Controlling the Precision-Recall Tradeoff in Differential Dependency Network Analysis
This addresses the need for more reliable differential network analysis in fields like biology, offering a method to control precision-recall tradeoffs, though it is incremental as it builds on transfer learning techniques.
The paper tackles the problem of high false discovery rates in differential dependency network analysis by showing that imposing a bias towards similarity between networks reduces false discoveries, though at the cost of fewer differences found, with real case studies in oncology and neurology demonstrating utility.

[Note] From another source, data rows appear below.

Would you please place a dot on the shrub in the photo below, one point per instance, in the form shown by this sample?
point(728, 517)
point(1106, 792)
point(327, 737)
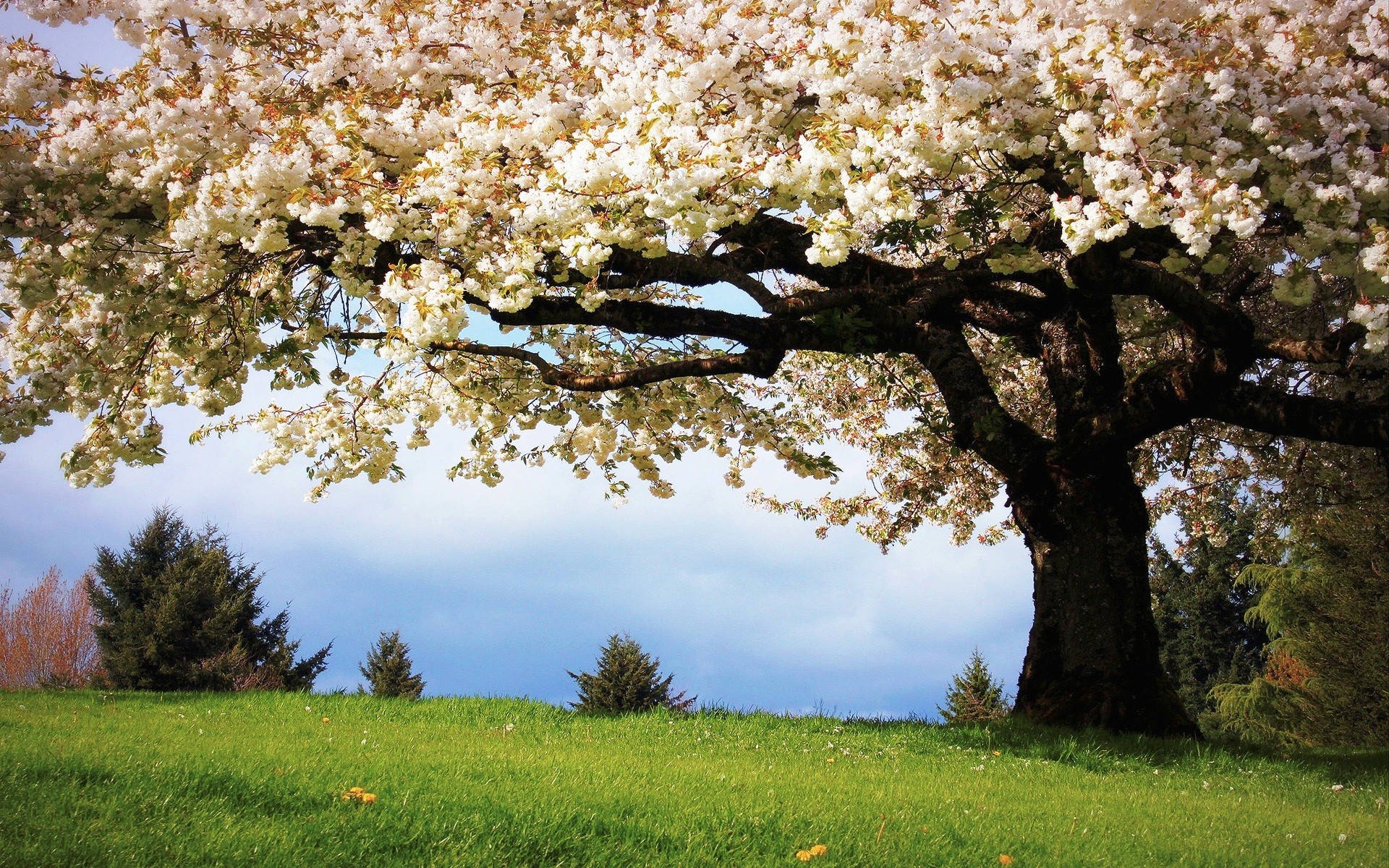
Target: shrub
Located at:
point(974, 697)
point(626, 679)
point(388, 668)
point(46, 639)
point(178, 611)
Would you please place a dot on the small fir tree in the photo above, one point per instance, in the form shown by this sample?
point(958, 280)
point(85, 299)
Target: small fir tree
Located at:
point(388, 668)
point(1199, 605)
point(974, 697)
point(178, 611)
point(626, 679)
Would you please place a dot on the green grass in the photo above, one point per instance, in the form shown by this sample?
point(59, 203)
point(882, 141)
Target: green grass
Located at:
point(256, 780)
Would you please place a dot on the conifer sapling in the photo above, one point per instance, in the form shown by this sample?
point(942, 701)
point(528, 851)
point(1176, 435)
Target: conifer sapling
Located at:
point(388, 668)
point(626, 679)
point(974, 697)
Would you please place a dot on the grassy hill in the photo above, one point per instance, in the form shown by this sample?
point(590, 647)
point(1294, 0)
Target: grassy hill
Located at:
point(258, 780)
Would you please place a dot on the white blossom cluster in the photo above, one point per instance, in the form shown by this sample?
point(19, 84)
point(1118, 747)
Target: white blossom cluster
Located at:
point(245, 192)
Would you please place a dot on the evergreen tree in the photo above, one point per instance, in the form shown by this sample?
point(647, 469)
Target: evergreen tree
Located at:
point(1327, 610)
point(388, 668)
point(178, 611)
point(974, 697)
point(1199, 605)
point(626, 679)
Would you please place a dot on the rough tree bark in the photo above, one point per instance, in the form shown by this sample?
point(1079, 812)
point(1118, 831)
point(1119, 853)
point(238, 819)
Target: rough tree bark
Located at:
point(1094, 650)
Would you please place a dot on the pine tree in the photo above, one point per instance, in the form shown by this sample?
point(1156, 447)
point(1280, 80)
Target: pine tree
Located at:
point(1199, 605)
point(1327, 611)
point(626, 679)
point(388, 668)
point(178, 611)
point(974, 697)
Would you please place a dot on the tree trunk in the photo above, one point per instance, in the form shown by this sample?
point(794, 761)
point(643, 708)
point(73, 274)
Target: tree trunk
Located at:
point(1094, 650)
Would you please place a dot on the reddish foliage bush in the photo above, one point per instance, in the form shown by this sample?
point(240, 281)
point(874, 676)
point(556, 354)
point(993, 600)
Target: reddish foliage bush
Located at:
point(46, 638)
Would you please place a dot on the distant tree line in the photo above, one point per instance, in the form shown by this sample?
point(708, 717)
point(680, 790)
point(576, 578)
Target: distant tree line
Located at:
point(1284, 638)
point(1278, 638)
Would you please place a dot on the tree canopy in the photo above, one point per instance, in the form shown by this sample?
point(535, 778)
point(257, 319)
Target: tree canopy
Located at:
point(1007, 246)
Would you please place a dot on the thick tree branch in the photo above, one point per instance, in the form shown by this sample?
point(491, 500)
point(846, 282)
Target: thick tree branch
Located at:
point(771, 243)
point(1295, 416)
point(1331, 349)
point(980, 421)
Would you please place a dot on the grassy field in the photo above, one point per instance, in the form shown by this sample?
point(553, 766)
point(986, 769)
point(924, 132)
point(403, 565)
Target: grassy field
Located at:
point(258, 780)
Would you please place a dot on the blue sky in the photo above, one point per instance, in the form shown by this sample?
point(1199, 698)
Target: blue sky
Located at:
point(501, 590)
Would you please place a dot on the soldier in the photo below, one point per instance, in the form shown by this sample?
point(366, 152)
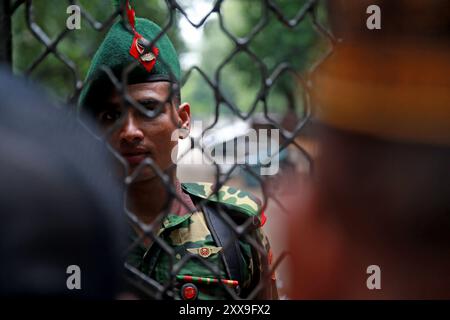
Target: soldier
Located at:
point(373, 221)
point(200, 257)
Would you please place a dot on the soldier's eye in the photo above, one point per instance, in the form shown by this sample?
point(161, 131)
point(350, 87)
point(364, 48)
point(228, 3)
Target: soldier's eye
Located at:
point(109, 116)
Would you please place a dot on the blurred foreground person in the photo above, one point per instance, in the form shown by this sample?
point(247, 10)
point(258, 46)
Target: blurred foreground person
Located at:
point(373, 221)
point(58, 205)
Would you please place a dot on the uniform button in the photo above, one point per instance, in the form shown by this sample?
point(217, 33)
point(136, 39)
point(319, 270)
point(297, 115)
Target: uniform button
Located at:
point(189, 291)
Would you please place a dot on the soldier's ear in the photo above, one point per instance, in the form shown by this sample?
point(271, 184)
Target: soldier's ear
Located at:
point(184, 116)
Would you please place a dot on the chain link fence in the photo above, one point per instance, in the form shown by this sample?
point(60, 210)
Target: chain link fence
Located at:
point(290, 135)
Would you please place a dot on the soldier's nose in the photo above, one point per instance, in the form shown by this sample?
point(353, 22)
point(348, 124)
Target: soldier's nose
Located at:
point(130, 131)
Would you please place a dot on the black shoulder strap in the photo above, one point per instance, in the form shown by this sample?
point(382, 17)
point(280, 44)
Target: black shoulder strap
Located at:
point(222, 233)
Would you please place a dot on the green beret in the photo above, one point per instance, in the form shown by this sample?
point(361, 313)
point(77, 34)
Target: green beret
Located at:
point(116, 52)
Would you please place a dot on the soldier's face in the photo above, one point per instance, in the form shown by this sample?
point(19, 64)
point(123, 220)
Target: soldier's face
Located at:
point(137, 137)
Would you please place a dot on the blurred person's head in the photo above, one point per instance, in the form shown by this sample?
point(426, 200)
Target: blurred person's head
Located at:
point(380, 190)
point(59, 205)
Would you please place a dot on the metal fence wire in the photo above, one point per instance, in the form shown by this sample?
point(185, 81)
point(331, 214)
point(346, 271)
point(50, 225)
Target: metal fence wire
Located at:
point(144, 283)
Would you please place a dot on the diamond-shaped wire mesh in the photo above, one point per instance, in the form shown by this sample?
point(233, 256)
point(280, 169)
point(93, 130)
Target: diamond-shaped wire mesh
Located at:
point(271, 12)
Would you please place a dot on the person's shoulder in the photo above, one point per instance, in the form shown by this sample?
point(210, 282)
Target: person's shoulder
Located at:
point(238, 200)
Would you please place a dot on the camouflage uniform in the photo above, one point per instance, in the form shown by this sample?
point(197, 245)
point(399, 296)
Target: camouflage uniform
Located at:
point(189, 235)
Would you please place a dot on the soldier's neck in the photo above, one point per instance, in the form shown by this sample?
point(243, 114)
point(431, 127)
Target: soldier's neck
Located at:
point(147, 199)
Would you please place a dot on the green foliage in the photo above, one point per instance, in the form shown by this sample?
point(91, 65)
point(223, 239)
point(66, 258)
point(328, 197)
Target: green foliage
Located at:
point(241, 79)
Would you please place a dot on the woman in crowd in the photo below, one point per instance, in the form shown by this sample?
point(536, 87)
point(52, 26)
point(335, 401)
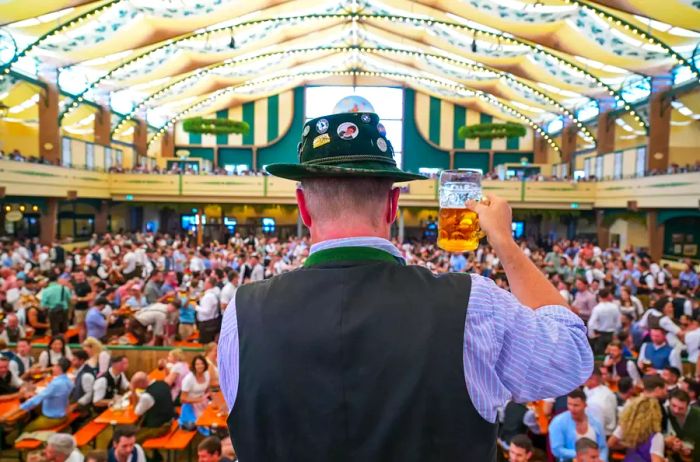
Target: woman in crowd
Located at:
point(195, 392)
point(639, 431)
point(55, 350)
point(99, 356)
point(629, 304)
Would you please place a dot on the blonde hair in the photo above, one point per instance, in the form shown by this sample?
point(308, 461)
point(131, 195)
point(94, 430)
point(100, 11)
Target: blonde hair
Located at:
point(640, 419)
point(177, 354)
point(95, 345)
point(333, 199)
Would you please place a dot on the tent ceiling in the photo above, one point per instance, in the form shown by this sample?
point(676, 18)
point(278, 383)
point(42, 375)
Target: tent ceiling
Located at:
point(527, 60)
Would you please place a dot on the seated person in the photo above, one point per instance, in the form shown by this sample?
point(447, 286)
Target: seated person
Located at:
point(520, 449)
point(124, 447)
point(55, 350)
point(23, 364)
point(154, 316)
point(587, 450)
point(154, 406)
point(13, 331)
point(683, 431)
point(576, 423)
point(61, 447)
point(209, 450)
point(9, 382)
point(111, 383)
point(53, 399)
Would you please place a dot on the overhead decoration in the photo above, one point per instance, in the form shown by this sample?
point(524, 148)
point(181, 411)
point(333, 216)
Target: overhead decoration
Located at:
point(215, 126)
point(491, 131)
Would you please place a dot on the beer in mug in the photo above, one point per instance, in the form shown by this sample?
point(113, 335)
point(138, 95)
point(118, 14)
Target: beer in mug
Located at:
point(458, 227)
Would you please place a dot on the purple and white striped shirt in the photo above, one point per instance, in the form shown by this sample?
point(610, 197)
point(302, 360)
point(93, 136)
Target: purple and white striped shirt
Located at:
point(510, 351)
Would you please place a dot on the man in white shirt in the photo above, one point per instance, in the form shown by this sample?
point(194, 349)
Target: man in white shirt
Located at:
point(229, 290)
point(604, 321)
point(601, 401)
point(209, 312)
point(692, 340)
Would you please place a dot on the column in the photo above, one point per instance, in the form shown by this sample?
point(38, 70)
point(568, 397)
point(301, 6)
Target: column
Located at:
point(103, 126)
point(48, 221)
point(605, 138)
point(167, 144)
point(659, 123)
point(540, 150)
point(568, 143)
point(102, 218)
point(656, 235)
point(602, 230)
point(141, 138)
point(49, 133)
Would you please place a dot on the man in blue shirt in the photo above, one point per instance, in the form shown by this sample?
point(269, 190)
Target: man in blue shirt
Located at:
point(53, 400)
point(95, 321)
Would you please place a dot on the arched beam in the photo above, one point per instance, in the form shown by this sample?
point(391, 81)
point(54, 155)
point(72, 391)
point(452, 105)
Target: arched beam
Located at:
point(487, 98)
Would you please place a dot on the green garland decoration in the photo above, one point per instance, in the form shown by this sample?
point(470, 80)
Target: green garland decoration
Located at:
point(215, 126)
point(491, 130)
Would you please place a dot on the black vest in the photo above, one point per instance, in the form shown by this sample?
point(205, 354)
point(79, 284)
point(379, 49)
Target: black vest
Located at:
point(113, 386)
point(513, 421)
point(163, 411)
point(358, 360)
point(78, 391)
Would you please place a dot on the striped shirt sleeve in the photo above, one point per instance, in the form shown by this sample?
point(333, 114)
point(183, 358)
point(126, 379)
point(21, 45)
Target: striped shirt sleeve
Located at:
point(514, 352)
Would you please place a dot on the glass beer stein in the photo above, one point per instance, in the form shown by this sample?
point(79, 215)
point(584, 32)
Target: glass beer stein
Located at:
point(458, 227)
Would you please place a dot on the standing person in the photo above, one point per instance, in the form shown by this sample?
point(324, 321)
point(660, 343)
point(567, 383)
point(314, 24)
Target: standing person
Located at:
point(421, 356)
point(639, 431)
point(573, 425)
point(604, 322)
point(209, 312)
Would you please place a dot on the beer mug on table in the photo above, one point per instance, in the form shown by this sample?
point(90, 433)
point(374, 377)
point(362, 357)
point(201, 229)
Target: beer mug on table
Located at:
point(458, 227)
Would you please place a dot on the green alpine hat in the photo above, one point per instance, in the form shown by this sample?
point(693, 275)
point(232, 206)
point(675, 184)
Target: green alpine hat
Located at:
point(344, 145)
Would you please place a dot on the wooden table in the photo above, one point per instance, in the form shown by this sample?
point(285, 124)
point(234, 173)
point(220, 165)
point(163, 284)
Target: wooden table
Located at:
point(111, 417)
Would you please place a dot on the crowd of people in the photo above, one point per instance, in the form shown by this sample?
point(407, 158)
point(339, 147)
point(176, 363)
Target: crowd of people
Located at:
point(643, 322)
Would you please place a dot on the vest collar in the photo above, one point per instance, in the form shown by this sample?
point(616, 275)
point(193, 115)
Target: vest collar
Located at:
point(337, 254)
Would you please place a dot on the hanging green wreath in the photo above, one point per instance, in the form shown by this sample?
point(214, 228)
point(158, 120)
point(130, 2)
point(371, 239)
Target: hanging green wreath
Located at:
point(490, 130)
point(215, 126)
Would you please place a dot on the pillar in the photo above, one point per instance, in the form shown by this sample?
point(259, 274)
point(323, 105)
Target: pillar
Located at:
point(659, 123)
point(141, 138)
point(568, 143)
point(602, 230)
point(48, 221)
point(102, 218)
point(605, 138)
point(49, 133)
point(167, 144)
point(540, 150)
point(103, 126)
point(656, 235)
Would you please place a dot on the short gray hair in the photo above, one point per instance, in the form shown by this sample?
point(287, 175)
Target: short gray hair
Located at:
point(330, 199)
point(62, 443)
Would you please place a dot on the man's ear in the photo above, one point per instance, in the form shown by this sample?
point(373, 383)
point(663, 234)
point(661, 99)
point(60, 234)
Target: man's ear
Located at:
point(393, 205)
point(303, 210)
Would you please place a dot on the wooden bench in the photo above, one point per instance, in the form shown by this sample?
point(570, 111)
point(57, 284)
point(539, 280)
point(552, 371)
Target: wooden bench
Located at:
point(88, 433)
point(30, 444)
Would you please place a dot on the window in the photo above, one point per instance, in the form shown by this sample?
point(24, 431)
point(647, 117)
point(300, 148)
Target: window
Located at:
point(89, 156)
point(108, 158)
point(617, 167)
point(66, 155)
point(599, 167)
point(387, 102)
point(641, 164)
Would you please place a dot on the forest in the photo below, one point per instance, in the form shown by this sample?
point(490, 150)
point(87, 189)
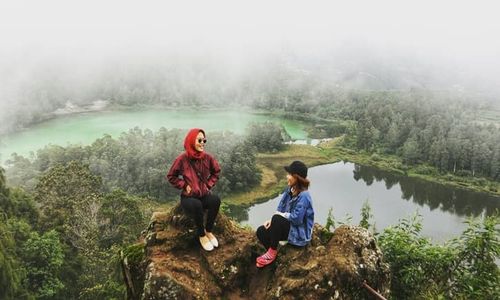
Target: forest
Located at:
point(59, 207)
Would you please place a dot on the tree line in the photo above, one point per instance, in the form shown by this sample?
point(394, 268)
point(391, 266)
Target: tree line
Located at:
point(138, 160)
point(60, 236)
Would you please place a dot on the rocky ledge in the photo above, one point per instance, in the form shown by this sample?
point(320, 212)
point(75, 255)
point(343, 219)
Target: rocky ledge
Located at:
point(168, 263)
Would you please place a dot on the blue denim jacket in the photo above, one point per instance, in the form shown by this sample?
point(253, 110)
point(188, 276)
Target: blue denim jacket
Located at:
point(299, 211)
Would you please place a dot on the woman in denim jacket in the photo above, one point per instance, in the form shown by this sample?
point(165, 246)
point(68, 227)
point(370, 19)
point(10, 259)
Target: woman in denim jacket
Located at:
point(294, 219)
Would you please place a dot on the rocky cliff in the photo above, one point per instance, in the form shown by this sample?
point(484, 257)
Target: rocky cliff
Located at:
point(168, 263)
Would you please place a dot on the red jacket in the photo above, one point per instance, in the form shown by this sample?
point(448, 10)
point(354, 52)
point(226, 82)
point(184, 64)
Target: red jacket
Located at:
point(184, 172)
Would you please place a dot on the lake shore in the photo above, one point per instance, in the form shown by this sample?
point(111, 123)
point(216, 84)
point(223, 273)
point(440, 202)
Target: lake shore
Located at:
point(273, 175)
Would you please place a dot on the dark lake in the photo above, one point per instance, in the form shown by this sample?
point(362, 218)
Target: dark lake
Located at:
point(344, 187)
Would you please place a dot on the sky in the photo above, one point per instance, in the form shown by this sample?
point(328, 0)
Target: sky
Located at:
point(458, 32)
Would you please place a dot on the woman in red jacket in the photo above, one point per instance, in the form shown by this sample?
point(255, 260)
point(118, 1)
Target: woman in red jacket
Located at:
point(195, 172)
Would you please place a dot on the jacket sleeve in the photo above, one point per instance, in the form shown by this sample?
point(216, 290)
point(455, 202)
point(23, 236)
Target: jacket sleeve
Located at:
point(174, 172)
point(214, 173)
point(296, 216)
point(281, 205)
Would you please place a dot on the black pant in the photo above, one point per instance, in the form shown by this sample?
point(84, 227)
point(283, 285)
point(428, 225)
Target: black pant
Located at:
point(195, 206)
point(278, 231)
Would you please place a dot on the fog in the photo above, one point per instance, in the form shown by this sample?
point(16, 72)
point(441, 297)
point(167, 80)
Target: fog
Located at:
point(425, 44)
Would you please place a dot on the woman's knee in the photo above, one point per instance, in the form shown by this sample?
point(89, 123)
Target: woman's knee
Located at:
point(213, 201)
point(192, 205)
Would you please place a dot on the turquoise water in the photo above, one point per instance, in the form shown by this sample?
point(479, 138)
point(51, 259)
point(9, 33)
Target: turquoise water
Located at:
point(86, 127)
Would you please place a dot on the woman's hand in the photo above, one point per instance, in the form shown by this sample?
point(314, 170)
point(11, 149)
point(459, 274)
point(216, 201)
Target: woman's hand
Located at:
point(188, 189)
point(267, 224)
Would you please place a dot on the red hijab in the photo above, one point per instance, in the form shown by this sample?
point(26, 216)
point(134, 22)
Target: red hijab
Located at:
point(189, 143)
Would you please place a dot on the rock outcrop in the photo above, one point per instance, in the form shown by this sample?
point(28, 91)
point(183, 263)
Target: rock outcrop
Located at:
point(173, 265)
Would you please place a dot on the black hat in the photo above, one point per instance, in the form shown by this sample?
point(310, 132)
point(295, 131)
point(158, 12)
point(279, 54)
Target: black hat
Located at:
point(297, 167)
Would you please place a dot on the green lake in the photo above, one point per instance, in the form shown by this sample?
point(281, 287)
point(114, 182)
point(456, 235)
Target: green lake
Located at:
point(84, 128)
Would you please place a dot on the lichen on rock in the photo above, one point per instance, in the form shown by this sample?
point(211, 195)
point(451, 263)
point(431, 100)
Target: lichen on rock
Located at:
point(175, 267)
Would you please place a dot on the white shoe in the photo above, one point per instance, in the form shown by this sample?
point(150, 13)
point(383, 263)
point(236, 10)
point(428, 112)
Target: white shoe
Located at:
point(205, 243)
point(212, 239)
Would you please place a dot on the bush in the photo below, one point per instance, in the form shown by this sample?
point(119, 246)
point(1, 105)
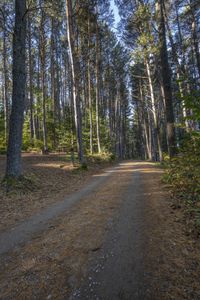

Graphical models have gained a lot of attention recently as a tool for learning and representing dependencies among variables in multivariate data. Often, domain scientists are looking specifically for differences among the dependency networks of different conditions or populations (e.g. differences between regulatory networks of different species, or differences between dependency networks of diseased versus healthy populations). The standard method for finding these differences is to learn the dependency networks for each condition independently and compare them. We show that this approach is prone to high false discovery rates (low precision) that can render the analysis useless. We then show that by imposing a bias towards learning similar dependency networks for each condition the false discovery rates can be reduced to acceptable levels, at the cost of finding a reduced number of differences. Algorithms developed in the transfer learning literature can be used to vary the strength of the imposed similarity bias and provide a natural mechanism to smoothly adjust this differential precision-recall tradeoff to cater to the requirements of the analysis conducted. We present real case studies (oncological and neurological) where domain experts use the proposed technique to extract useful differential networks that shed light on the biological processes involved in cancer and brain function.